Despite this ringing endorsement of exit polling, Warren Mitofsky -- the inventor of exit polls and currently co-director of Edison/Mitofsky (the group that conducts exit polls for the national news media) -- has doubts about the columnist's prescription. "Paul Krugman's suggestion that independent exit polling be used to detect errors in electronic voting is probably not going to be useful in individual polling unless the size of the error in any single polling place is very large," Mitofsky responded in an e-mail to my question about the feasibility of Krugman's proposal. "Small errors will be undetectable," Mitofsky wrote.
There are a couple of ways in which intensive exit polling might be used to detect fraud. One way is to try to get all the voters in a select number of precincts around the state to participate in the exit poll, and compare the exit poll results with the results in each of the selected precincts. Another method is to survey a sample of voters (typically around 100 to 200) in each of a larger number of randomly selected precincts around the state, so that the sample of precincts can be used to project the overall vote in the state (or even in regions in the state).
With either approach, there are possible "biases" and/or "sampling errors" in the data that would make it virtually impossible to detect vote fraud of a magnitude of one or two percentage points. Take, for example, canvassing all voters in selected precincts. This is a difficult operation, and would require several interviewers in each precinct to ensure no voter was missed. Even then, many people will simply refuse to participate, so that the vote count of the exit polls is bound to be lower than the official count.
More importantly, there could be "non-response bias" -- which would occur if, say, Bush voters were disproportionately less likely to take part in the post-election poll than Kerry voters, or vice versa. That would mean that not only was the vote count lower, but the percentages for each candidate would not be completely accurate. As Mitofsky wrote, "The effect of the non-response could easily be confused with any vote rigging or any other systematic errors at a polling place due to the voting equipment."
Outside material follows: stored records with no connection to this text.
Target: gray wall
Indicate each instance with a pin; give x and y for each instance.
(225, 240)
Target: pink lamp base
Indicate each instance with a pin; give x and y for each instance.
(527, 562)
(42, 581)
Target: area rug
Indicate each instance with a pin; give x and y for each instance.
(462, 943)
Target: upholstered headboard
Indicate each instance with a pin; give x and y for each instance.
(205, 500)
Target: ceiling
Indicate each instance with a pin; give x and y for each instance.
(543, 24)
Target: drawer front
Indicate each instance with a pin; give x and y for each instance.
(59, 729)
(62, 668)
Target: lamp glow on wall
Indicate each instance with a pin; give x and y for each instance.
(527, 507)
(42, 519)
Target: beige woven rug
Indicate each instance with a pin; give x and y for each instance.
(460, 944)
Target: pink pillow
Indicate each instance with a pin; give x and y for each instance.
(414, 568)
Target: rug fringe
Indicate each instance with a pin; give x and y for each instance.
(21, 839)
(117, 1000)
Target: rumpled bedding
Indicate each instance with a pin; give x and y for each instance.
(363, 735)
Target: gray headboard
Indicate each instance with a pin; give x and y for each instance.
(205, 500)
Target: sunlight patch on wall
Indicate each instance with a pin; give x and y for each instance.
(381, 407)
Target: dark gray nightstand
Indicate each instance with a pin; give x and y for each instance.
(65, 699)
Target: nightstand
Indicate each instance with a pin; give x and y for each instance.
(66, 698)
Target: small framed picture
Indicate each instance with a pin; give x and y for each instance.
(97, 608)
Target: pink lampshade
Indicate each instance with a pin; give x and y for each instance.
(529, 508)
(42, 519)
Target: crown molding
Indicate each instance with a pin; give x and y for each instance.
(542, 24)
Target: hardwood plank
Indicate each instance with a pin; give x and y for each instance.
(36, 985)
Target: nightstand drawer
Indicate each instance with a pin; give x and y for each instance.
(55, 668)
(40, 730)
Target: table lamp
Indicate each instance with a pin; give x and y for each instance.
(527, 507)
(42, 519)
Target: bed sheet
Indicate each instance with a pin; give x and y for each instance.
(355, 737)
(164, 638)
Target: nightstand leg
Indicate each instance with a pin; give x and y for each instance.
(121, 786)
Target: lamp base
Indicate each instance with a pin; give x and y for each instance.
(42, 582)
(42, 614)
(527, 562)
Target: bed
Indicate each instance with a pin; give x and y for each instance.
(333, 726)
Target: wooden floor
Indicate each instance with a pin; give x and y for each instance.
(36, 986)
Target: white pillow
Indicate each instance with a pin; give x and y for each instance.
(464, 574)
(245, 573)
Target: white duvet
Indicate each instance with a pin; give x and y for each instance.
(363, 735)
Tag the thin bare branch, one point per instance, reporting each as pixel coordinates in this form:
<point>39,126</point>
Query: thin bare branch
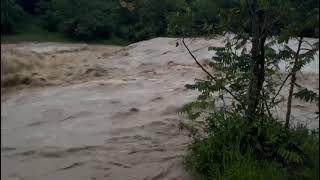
<point>210,75</point>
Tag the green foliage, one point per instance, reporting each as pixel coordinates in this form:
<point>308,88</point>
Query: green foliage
<point>11,16</point>
<point>233,150</point>
<point>82,19</point>
<point>307,95</point>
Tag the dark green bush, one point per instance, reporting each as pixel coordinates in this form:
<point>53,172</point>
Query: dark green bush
<point>11,16</point>
<point>232,150</point>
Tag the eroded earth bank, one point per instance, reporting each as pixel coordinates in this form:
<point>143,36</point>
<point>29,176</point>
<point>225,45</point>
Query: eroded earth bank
<point>80,112</point>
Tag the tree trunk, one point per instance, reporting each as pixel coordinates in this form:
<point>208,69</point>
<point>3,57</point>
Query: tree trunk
<point>292,83</point>
<point>257,66</point>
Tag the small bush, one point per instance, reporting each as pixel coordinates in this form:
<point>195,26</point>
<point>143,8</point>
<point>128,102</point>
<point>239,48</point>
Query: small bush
<point>231,150</point>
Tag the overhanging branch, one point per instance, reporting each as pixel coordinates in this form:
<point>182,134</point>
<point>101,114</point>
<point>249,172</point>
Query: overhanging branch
<point>210,75</point>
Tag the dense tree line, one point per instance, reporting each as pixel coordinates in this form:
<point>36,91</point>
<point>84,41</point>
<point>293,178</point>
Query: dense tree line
<point>132,20</point>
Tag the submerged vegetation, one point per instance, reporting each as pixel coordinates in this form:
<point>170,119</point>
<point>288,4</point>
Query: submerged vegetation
<point>235,134</point>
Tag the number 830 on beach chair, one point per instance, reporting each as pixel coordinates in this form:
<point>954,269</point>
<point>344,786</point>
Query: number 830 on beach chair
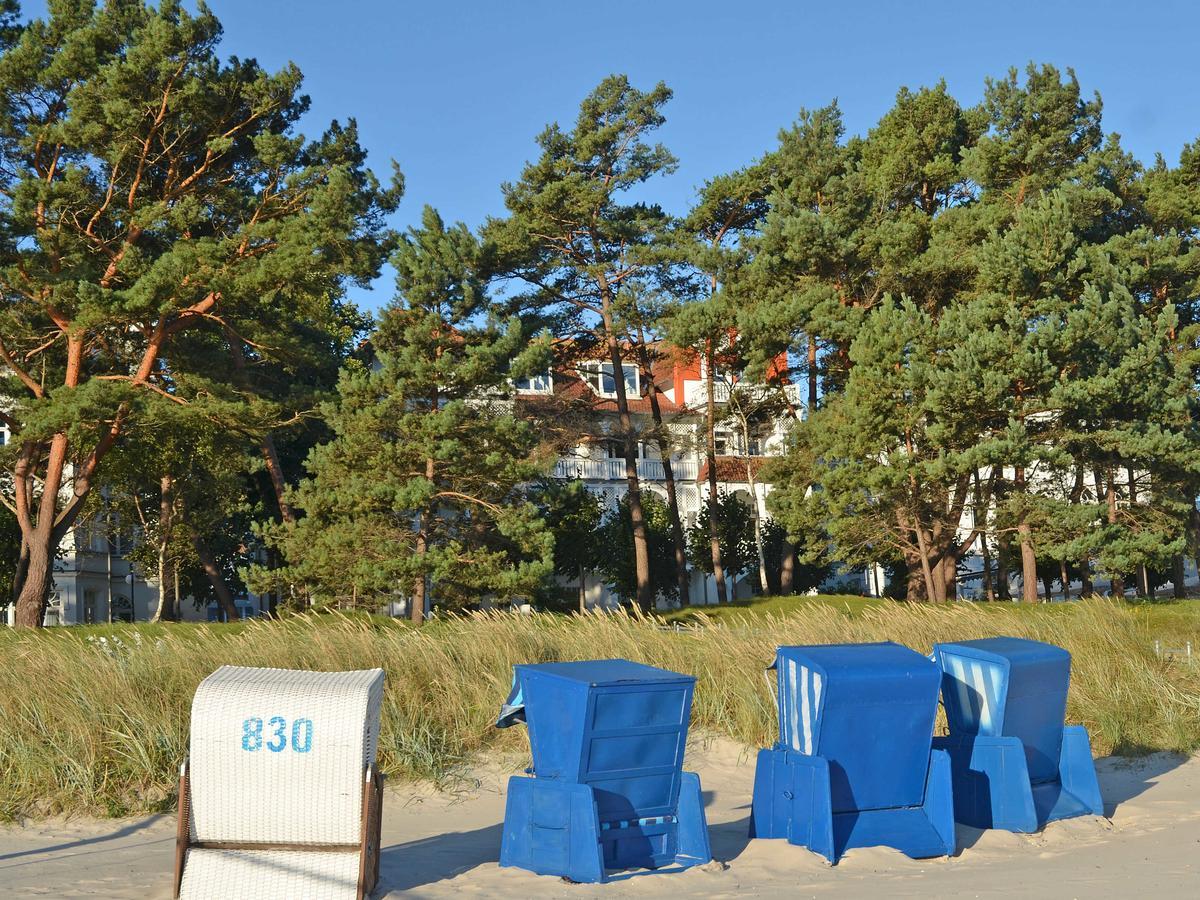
<point>280,796</point>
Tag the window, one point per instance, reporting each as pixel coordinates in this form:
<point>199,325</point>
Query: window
<point>598,376</point>
<point>726,443</point>
<point>540,383</point>
<point>616,450</point>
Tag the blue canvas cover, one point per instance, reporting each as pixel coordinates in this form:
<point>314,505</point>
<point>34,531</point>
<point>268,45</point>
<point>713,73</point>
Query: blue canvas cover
<point>869,709</point>
<point>1008,687</point>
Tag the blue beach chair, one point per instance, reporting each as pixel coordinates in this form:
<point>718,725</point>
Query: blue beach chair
<point>853,766</point>
<point>607,789</point>
<point>1015,765</point>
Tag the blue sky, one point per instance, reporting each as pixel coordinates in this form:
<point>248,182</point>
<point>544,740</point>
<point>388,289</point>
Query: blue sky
<point>456,90</point>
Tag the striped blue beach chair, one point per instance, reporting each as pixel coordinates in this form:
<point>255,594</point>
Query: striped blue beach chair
<point>1015,765</point>
<point>853,766</point>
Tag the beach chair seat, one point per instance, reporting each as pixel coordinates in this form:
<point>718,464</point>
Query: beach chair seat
<point>853,766</point>
<point>1015,765</point>
<point>280,796</point>
<point>609,790</point>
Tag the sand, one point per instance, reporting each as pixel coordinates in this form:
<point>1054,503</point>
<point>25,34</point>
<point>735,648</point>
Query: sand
<point>438,845</point>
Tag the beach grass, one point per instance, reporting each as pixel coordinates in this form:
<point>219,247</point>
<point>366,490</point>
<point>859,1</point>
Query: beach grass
<point>94,720</point>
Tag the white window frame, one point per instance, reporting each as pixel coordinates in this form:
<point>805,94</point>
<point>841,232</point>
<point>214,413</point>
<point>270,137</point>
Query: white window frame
<point>540,383</point>
<point>594,372</point>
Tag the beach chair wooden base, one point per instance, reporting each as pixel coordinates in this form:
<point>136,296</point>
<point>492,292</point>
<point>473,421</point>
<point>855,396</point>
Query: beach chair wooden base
<point>232,870</point>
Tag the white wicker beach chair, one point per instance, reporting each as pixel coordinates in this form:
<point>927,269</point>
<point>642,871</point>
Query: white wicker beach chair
<point>280,796</point>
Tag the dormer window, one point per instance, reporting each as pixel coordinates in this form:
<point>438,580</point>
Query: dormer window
<point>599,377</point>
<point>540,383</point>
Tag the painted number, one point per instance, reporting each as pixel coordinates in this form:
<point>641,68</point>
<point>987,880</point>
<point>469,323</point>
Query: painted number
<point>277,738</point>
<point>281,733</point>
<point>251,733</point>
<point>301,736</point>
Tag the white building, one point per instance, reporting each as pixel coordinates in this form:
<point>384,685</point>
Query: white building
<point>743,441</point>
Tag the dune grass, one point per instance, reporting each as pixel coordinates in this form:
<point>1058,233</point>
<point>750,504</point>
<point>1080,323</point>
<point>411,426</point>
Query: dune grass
<point>95,720</point>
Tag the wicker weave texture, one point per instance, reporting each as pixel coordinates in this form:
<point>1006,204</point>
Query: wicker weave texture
<point>277,756</point>
<point>269,875</point>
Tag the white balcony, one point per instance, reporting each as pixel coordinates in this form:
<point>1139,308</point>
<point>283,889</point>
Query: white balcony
<point>571,467</point>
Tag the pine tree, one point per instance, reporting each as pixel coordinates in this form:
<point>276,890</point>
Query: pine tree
<point>573,239</point>
<point>149,190</point>
<point>421,491</point>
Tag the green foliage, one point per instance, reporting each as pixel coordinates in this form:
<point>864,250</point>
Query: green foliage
<point>159,215</point>
<point>735,532</point>
<point>574,516</point>
<point>1001,301</point>
<point>423,481</point>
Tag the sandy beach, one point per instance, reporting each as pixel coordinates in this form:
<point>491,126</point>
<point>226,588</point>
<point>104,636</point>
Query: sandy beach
<point>441,845</point>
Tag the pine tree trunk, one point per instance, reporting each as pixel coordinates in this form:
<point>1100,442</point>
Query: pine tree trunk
<point>634,489</point>
<point>787,570</point>
<point>1110,495</point>
<point>213,571</point>
<point>677,539</point>
<point>813,375</point>
<point>279,484</point>
<point>1025,537</point>
<point>917,587</point>
<point>1143,573</point>
<point>417,601</point>
<point>35,587</point>
<point>1003,557</point>
<point>757,511</point>
<point>166,523</point>
<point>711,455</point>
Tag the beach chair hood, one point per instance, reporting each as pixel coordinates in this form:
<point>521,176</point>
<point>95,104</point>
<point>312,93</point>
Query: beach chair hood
<point>869,709</point>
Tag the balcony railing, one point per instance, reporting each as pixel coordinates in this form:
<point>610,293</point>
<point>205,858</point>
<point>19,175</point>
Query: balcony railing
<point>570,467</point>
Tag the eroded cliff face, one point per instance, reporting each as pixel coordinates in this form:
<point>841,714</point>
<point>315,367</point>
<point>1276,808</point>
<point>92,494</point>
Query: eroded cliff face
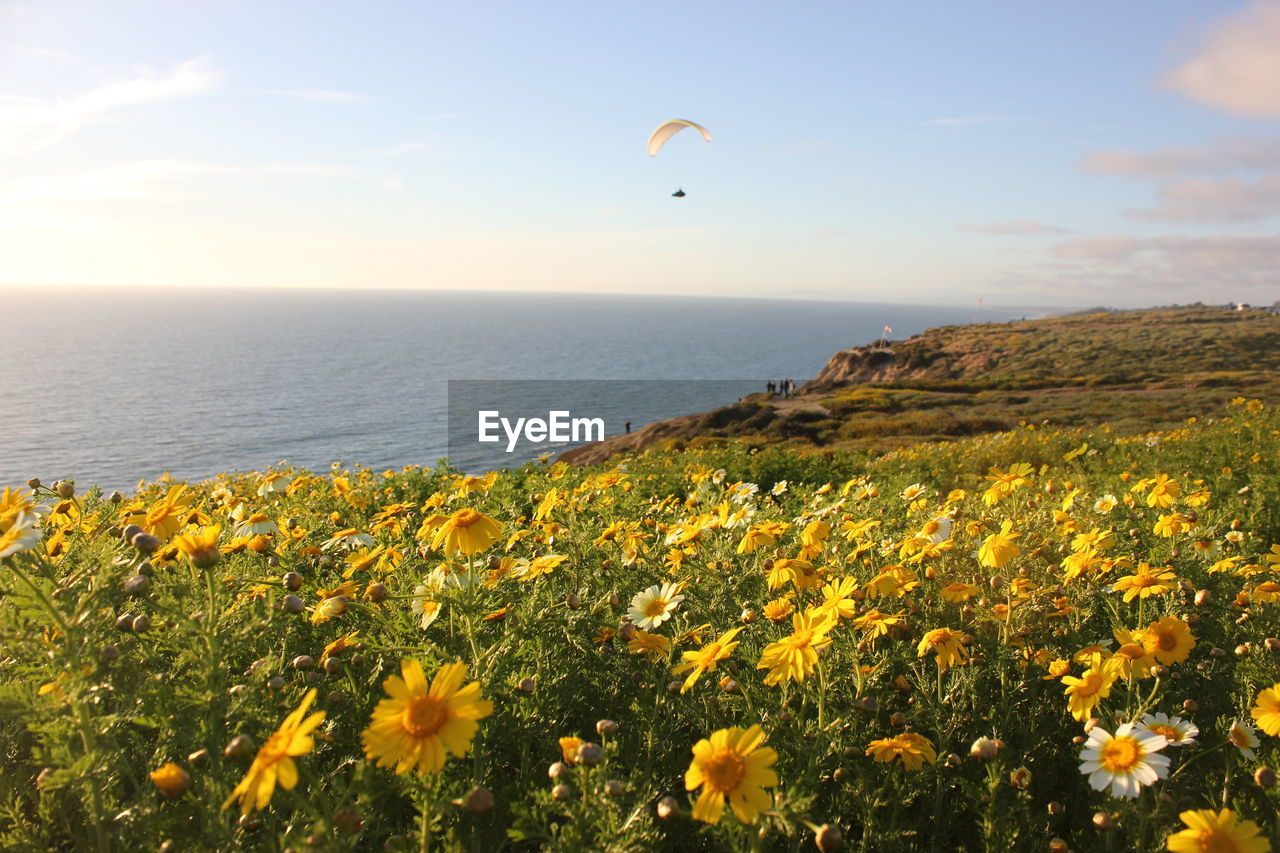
<point>924,356</point>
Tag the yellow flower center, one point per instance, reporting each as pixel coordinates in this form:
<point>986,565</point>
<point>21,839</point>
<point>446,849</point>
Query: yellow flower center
<point>274,748</point>
<point>800,638</point>
<point>424,716</point>
<point>1130,651</point>
<point>466,518</point>
<point>1217,842</point>
<point>1121,755</point>
<point>723,771</point>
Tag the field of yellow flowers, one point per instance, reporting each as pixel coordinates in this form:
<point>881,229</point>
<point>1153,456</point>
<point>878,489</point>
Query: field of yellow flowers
<point>1034,641</point>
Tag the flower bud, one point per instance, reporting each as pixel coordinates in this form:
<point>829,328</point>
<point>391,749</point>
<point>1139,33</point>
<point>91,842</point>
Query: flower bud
<point>347,821</point>
<point>137,585</point>
<point>478,801</point>
<point>984,748</point>
<point>240,748</point>
<point>589,755</point>
<point>828,838</point>
<point>146,543</point>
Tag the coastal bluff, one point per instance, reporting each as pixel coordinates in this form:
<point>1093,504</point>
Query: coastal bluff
<point>1136,370</point>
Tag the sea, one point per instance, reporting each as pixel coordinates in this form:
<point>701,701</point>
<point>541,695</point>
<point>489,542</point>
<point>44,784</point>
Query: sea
<point>114,386</point>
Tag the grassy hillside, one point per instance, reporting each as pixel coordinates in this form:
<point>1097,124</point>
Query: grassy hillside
<point>931,642</point>
<point>1133,370</point>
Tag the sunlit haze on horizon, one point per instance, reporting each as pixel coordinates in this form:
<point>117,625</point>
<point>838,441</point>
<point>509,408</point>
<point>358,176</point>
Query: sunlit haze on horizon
<point>1024,154</point>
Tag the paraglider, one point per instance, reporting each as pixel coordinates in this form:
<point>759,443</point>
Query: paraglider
<point>671,128</point>
<point>668,129</point>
With the second approach, interviewing samples in a larger number of precincts, the margins of error in each precinct would be quite large. Mitofsky would not speculate on the sampling error in a precinct, because it depends on the size of the sample. But given sample sizes of 100 to 200 voters, the margins of error could be in the 8% to 10% range. When the data are aggregated into regions and across the state as a whole, the margin of error would still be substantial -- at least in the 2% to 3% range.
In 2000, Bush won Florida by 537 voters out of almost 6 million cast. His margin of victory was less than one hundredth of 1% of the vote. No exit poll operation would ever be able to detect a fraudulent addition or subtraction of a few thousand votes across the state.
Only if there were vote fraud of a significant magnitude -- probably at least 10% of the vote (or some 60,000 votes in the case of Florida) -- might a very expensive and intensive exit poll be used to detect the chicanery. Smaller differences could be attributed to normal sampling error and possible non-response bias.
The only real solution to disputed elections is a complete recount based on hard copy ballots. And even that, as we saw in Florida in 2000, has its margin of error.